MAIN avait conclu que les risques dans la région du Congo étaient trop grands, dit John Perkins. On ne peut pas en dire autant des sociétés pétrolières et minières, ironise-t-il. Les sociétés d’extraction de ressources prospèrent dans des conditions périlleuses et ont la possibilité d’utiliser leurs tueurs à gages économiques privées et leurs quatre piliers : (1) la dette ouvre la porte à l’exploitation du pétrole, du cuivre, du lithium et d’autres minéraux garantis, (2) la peur, l’instabilité politique, les conflits violents et la pauvreté leur permettent d’embaucher une main-d’œuvre bon marché, des paramilitaires pour intimider leurs opposants et des «sociétés de sécurité» mercenaires pour «protéger leurs installations» (ce qui signifie souvent terroriser les communautés locales pour qu’elles perdent leurs droits fonciers), (3) les lois sociales et environnementales sont ignorées, (4) la corruption est la norme acceptée. Et d’ajouter : les Américains ont beau critiquer la corruption des pays à faible revenu, ils oublient que quelqu’un corrompt : les tueurs à gages économiques.

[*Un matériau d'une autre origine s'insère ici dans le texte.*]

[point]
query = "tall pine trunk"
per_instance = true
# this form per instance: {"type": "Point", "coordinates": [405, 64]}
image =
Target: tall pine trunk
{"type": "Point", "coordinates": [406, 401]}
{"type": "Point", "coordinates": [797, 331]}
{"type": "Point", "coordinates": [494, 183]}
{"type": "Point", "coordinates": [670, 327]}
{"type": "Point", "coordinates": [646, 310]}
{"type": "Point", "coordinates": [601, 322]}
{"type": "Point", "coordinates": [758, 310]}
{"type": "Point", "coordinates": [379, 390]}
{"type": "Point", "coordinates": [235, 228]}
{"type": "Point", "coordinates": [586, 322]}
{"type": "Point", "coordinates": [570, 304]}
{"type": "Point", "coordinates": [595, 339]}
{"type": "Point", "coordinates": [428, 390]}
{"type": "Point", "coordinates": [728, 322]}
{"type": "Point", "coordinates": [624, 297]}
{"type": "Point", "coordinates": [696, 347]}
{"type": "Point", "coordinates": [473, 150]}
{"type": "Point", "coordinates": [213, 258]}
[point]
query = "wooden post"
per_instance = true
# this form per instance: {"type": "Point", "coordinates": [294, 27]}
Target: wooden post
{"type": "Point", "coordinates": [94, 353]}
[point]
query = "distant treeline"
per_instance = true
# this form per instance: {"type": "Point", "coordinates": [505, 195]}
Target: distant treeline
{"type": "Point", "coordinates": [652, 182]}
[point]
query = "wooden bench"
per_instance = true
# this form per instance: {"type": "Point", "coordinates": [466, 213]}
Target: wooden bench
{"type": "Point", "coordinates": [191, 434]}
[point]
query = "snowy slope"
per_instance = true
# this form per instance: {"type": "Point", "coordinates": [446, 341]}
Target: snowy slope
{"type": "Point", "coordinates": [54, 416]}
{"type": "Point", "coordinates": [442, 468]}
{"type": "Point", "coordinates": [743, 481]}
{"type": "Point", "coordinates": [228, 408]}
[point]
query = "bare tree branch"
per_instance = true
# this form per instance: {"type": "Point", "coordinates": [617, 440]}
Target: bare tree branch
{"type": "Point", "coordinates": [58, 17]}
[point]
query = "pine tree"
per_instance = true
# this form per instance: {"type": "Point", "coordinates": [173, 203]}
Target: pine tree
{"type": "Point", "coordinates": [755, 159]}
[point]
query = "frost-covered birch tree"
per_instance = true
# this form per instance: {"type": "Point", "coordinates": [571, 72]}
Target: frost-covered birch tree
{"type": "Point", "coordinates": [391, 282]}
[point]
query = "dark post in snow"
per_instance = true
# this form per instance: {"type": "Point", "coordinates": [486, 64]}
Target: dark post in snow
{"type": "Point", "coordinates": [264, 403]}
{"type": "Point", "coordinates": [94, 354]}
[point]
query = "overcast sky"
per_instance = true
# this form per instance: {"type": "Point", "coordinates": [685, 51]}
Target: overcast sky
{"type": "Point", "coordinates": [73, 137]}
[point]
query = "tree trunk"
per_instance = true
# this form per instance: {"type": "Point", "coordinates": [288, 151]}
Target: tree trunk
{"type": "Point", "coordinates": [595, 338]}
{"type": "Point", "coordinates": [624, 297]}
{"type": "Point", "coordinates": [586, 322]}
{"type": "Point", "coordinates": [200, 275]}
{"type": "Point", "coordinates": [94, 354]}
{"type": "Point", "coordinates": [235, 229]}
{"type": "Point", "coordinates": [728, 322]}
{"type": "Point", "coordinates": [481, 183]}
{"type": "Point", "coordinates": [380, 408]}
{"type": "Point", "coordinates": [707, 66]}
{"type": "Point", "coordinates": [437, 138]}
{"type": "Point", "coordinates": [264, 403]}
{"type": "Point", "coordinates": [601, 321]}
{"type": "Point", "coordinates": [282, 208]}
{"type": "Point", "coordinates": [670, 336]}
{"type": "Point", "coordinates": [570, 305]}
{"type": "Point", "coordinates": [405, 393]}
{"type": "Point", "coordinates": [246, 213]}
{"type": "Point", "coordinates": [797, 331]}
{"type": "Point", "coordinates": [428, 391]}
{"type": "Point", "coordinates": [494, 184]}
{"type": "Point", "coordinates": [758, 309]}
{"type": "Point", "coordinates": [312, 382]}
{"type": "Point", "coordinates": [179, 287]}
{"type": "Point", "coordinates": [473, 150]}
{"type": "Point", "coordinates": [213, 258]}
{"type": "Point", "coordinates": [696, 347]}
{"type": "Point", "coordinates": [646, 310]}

En, au sujet du Congo, John Perkins dit que l’histoire récente de la RDC est celle où les tueurs à gages économiques chinois ont déjoué leurs homologues américains. Cela n’a été nulle part plus évident que dans le secteur minier, dit John Perkins. Alors que les États-Unis s’enlisaient au Moyen-Orient, les tueurs à gages économiques chinois courtisaient les nombreux pays africains riches en ressources, négociant des contrats pour financer et construire des ports, des routes, des voies ferrées, des stades de sport et des centres commerciaux. En 2020, la plupart des mines de cobalt à grande échelle en RDC appartenaient ou étaient financées par des entreprises chinoises. Les institutions soutenues par Pékin avaient fourni ou promis plus de 100 milliards de dollars pour financer les opérations chinoises. Début 2021, le président Tshisekedi a rencontré le conseiller d’État et ministre des Affaires étrangères chinois en visite, Wang Yi, et à l’été 2022, il a annoncé que les négociations minières étaient en voie d’achèvement. Cependant, il semble que peu de tentatives, voire aucune, aient été faites pour améliorer les conditions de travail ou lutter contre le travail des enfants et d’autres problèmes liés aux droits de l’homme. Ce qui s’est passé en RDC et en Angola, dit John Perkins, est symbolique pour le continent.

Notes

1 C’est Shultz qui a assumé la responsabilité personnelle de la destruction définitive du système de taux de change fixes de Bretton Woods de Franklin Roosevelt, d’abord dans son tristement célèbre diktat au secrétaire au Trésor de Nixon, John Connally, qu’il a rapidement remplacé ; ensuite, à la conférence monétaire internationale des Açores ; et enfin lors de la conférence de Rambouillet en 1975, où les nations européennes ont tenté, sans succès, de reconstituer un système monétaire stable incluant également l’intégration du bloc soviétique. Shultz a ensuite orchestré les Accords du Plaza de 1985, entre les États-Unis et le Japon, qui ont mis fin aux efforts du Japon, au cours de la décennie précédente, pour jouer le rôle de sponsor et de créancier d’une série de grands projets de développement économique. Plus tard, il «créa» en fait l’actuelle administration de George W. Bush, grâce à son parrainage de l’équipe «Vulcaine» composée de hauts collaborateurs politiques, qui sont devenus des responsables clés du Cabinet Bush.